We consider the following experiment (with Maple): $A\in M_{10}(\mathbb{Z})$ is randomly chosen ($a_{i,j}\in[-99,99])$. $A$ admits an eigenvalue $\lambda\approx -166-15i$ and $\lambda_0$ is constructed with the first $15$ significant digits of $Re(\lambda)$ and $Im(\lambda)$. If $r=12$, then the answer to our problem is YES. Unfortunately $\det(A-\lambda_0 I))\approx 1.7\times 10^7-3.7\times10^7i$. Finally, it does not suffice to calculate the previous determinant. We must also consider the derivative in $\lambda_0$ of the function $\phi:t\rightarrow \det(A-tI)$.

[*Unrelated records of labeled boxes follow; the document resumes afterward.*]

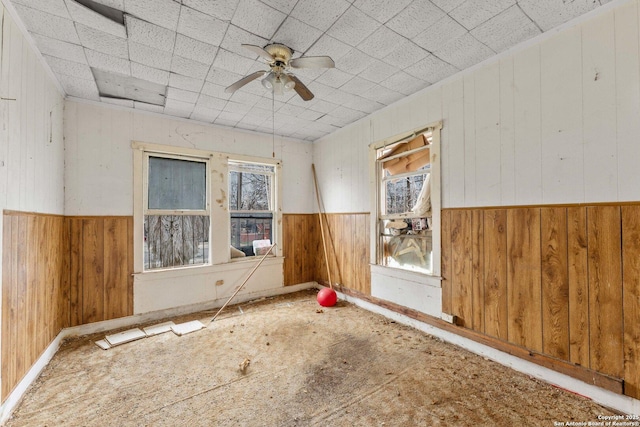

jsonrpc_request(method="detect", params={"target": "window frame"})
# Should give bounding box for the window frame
[131,141,283,277]
[369,122,442,278]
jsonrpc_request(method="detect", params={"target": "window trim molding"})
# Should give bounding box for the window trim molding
[131,140,283,277]
[369,121,442,277]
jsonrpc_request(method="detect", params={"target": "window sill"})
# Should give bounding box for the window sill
[133,257,284,281]
[370,264,442,287]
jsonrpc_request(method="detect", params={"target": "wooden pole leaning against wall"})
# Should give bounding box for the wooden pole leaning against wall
[311,163,333,289]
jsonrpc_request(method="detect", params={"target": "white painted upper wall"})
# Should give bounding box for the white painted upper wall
[64,100,315,215]
[0,4,64,214]
[313,0,640,212]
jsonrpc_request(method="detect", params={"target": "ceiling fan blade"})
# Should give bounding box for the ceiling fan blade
[224,70,266,93]
[242,44,275,62]
[289,56,336,68]
[287,74,313,101]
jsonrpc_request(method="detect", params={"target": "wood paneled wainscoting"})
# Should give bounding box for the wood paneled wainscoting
[442,203,640,398]
[1,211,133,401]
[283,213,371,295]
[2,211,68,401]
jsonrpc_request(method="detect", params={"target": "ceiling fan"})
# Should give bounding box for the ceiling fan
[224,43,335,101]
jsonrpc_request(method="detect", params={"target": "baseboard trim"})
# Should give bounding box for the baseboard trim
[336,285,640,415]
[0,282,318,426]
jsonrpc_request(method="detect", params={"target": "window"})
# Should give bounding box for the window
[131,141,282,277]
[374,126,440,275]
[143,153,210,270]
[229,160,275,256]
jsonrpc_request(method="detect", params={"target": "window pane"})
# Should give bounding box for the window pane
[144,215,209,270]
[383,174,428,215]
[229,171,271,211]
[231,212,273,256]
[148,157,207,210]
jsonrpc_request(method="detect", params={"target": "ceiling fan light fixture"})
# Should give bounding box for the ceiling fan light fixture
[280,74,296,91]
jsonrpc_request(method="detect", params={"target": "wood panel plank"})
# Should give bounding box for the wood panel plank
[102,218,130,320]
[81,218,104,323]
[451,210,473,328]
[587,206,624,378]
[567,207,589,367]
[440,210,453,314]
[0,215,17,402]
[65,218,83,326]
[471,209,485,332]
[540,208,569,360]
[484,209,508,340]
[507,208,542,351]
[621,206,640,399]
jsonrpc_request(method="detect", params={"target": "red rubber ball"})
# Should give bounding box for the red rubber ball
[318,288,338,307]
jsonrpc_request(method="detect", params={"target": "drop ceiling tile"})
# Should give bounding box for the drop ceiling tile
[358,60,396,83]
[291,0,351,31]
[11,0,71,19]
[353,0,411,24]
[262,0,298,15]
[124,0,180,31]
[387,0,444,38]
[85,49,131,75]
[133,101,164,113]
[381,71,429,95]
[196,94,227,111]
[182,0,239,21]
[327,6,380,46]
[189,105,220,123]
[66,0,127,38]
[518,0,599,31]
[167,87,200,104]
[273,17,322,52]
[471,5,540,52]
[431,0,465,13]
[213,49,256,76]
[220,25,269,59]
[412,15,467,52]
[382,40,429,70]
[231,0,286,40]
[298,109,325,121]
[129,41,172,71]
[56,74,100,101]
[344,96,384,114]
[163,99,194,119]
[316,68,353,88]
[449,0,516,30]
[358,26,407,59]
[100,96,134,108]
[44,56,93,80]
[173,34,218,64]
[340,76,375,95]
[405,55,458,83]
[169,73,202,93]
[336,49,375,75]
[131,62,170,85]
[125,15,176,52]
[362,85,405,105]
[14,4,80,44]
[433,33,495,70]
[200,82,231,99]
[178,7,228,46]
[76,24,129,59]
[207,66,244,87]
[171,55,209,80]
[305,34,352,61]
[214,111,244,126]
[93,0,124,10]
[31,34,87,64]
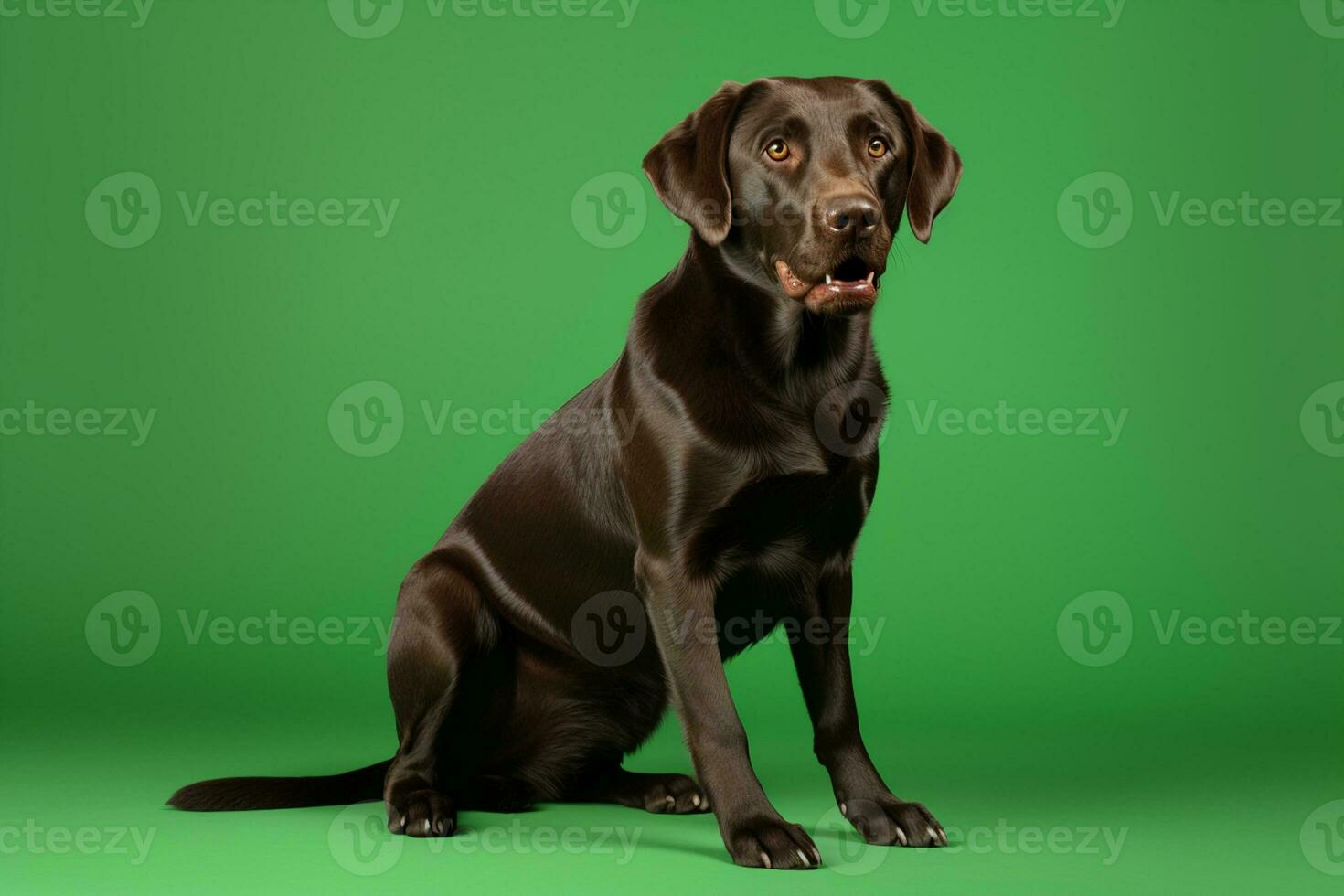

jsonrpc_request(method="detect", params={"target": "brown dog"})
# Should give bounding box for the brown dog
[169,78,961,868]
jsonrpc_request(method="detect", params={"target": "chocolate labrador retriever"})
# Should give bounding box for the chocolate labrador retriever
[169,78,961,868]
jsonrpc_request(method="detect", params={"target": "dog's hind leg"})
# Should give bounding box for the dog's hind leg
[383,549,496,837]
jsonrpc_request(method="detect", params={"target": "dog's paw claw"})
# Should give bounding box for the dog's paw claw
[387,790,457,837]
[840,795,947,847]
[726,818,821,870]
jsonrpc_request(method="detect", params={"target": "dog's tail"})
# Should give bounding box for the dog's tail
[168,759,392,811]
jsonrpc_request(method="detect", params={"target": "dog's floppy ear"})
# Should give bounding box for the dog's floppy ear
[644,80,744,246]
[867,80,961,243]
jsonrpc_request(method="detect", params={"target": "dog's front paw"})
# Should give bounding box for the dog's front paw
[840,794,947,847]
[723,816,821,869]
[386,790,457,837]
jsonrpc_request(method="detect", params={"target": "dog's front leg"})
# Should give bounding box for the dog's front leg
[635,555,821,868]
[792,570,947,847]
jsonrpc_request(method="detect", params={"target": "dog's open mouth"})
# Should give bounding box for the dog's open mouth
[774,255,881,315]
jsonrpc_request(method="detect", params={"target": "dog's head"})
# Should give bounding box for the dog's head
[644,78,961,315]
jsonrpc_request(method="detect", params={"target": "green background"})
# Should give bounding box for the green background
[0,0,1344,893]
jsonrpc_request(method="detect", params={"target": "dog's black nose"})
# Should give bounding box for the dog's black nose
[823,197,878,234]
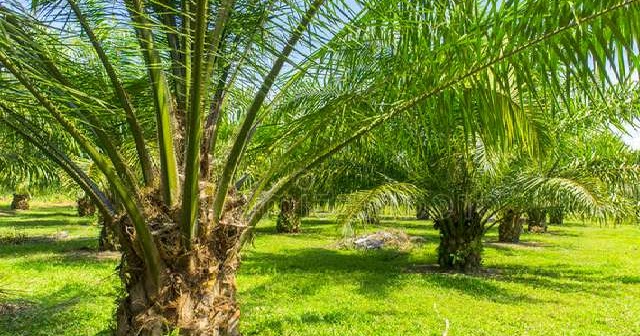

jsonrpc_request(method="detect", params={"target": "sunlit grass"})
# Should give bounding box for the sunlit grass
[0,206,640,335]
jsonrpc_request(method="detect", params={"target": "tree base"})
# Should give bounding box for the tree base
[498,210,522,244]
[78,196,96,217]
[527,209,547,233]
[98,216,120,251]
[276,196,300,233]
[435,213,484,273]
[11,194,31,210]
[115,190,246,336]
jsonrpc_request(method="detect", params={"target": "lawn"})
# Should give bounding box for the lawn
[0,204,640,336]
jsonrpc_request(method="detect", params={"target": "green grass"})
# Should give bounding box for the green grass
[0,206,640,335]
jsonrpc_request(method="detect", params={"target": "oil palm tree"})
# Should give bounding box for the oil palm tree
[0,0,640,335]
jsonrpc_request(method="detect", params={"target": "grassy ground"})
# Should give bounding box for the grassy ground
[0,201,640,336]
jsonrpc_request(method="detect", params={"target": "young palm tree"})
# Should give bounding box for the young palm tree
[0,0,640,335]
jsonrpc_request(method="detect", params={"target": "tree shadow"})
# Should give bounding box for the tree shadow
[496,264,624,297]
[241,248,408,297]
[242,248,540,304]
[0,236,98,258]
[0,284,110,335]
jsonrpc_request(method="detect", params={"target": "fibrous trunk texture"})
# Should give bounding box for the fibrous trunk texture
[434,209,484,273]
[364,211,380,224]
[549,208,564,225]
[11,194,30,210]
[78,196,96,217]
[498,209,522,243]
[116,193,246,336]
[276,196,301,233]
[527,209,547,233]
[416,203,429,220]
[98,216,120,251]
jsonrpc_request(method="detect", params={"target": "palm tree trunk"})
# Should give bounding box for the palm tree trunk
[416,203,429,220]
[11,194,31,210]
[435,207,484,273]
[116,190,246,336]
[78,195,96,217]
[549,208,564,225]
[276,195,301,233]
[498,209,522,243]
[527,209,547,233]
[98,216,120,251]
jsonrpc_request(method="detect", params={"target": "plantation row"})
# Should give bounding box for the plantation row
[0,0,640,335]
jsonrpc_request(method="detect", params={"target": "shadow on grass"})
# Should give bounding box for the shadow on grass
[242,248,539,304]
[0,284,105,335]
[496,264,624,297]
[0,237,98,258]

EDIT: More precisely, $\phi(\lambda_0)\approx(\lambda_0-\lambda)\phi'(\lambda_0)$ and, consequently, $|\lambda-\lambda_0|\approx\rho=\dfrac{|\det(A-\lambda_0I)|}{|trace(adj(A-\lambda_0I))|}=\dfrac{1}{|trace((A-\lambda_0I)^{-1})|}$ (if $\lambda_0\not=\lambda$). For the previous instance, we find $|\lambda-\lambda_0|\approx 6\times 10^{-13}$. The complexity of the calculation of $\rho$ , by $LU$ method, is $\sim n^3$ (that is $k=1$). Note that the complexity of one decomposition QR is $\sim\dfrac{4}{3}n^3$.
Solution 3:
It is not necessary to actually calculate the determinant, only to confirm whether it's zero.
As such, it suffices to attempt a matrix inversion for $\mathbf{A}-\lambda\mathbf{I}$... if it fails, then the determinant is zero, and therefore we have confirmed $\lambda$ to be an eigenvalue.
It can be shown that, through a divide-and-conquer approach, matrix inversion has the same complexity as matrix multiplication. And because Williams algorithm exists with $O(n^{2.3727})$, this is also an achievable complexity for confirmation of an eigenvalue (up to a certain numerical accuracy, of course).